ChaNGa
Building
This machine is really nuts, 192 cores in 2 sockets per node.
This module set:
openmpi/4.1.5rc2/hpcx
Build with:
./buildold ChaNGa verbs-linux-x86_64 smp -j8 --with-production
./charmrun.smp +p 190 ++mpiexec ./ChaNGa.smp ++ppn 95 +setcpuaffinity +commap 0,96 +pemap 1-95,97-191 agora.param
works one one node
Running 3 steps with agora low:
- 192 cores, SMP (2 processes, full commap): 167 seconds!
- 192 cores, SMP (2 processes, no commap): > 600 seconds!
- 96 cores, SMP (1 processes): 320 seconds
- 192 cores without cpuaffinity/comap: doesn’t run!
- 192 cores without SMP (192 processes): absurdly slow
Fastest choice for agora:
./charmrun.smp +p 95 ++mpiexec ./ChaNGa.smp ++ppn 95 +setcpuaffinity +commap 0 +pemap 1-95 agora.param
- Weirdly this requires 192 MPI tasks???
- It seems to still be just as fast if I use 48 SMP tasks as well??
- 24 is slower by ~50%.
- I can’t get it to be fast without 192 MPI tasks!
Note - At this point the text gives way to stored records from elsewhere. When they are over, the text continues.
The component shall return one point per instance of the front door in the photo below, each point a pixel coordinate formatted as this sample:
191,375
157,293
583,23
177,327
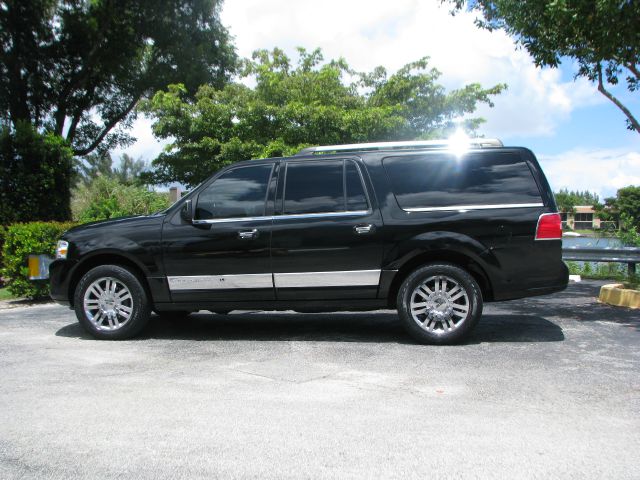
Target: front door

- It’s slower if I spread the pe map around, but only by ~40%
- It’s WAY slower without commap or pemap (10x slower)
What if I just try compiling with the multicore options? Hoo boy that’s fast and easy…
pkdgrav3
Compiling
- Load these modules:
python/3.12.9/gcc.8.5.0 fftw/3.3.10/gcc-8.5.0/openmpi-4.1.6 boost/1.84.0/gcc.8.5.0 gsl/2.7.1/gcc-8.5.0 openmpi/4.1.6/gcc.8.5.0/mt hdf5/1.14.6/gcc-8.5.0/openmpi-4.1.6
- FFTW needs to be explicitly pointed at:
cmake -DFFTW_ROOT=/opt/ohpc/pub/apps/uofm/fftw/3.3.10-gcc-mpi/ -S . -B build
- Needs to use
mpirun
to execute,srun
doesn’t work for reasons
Performance
- Using 4 or 8 tasks per node is good.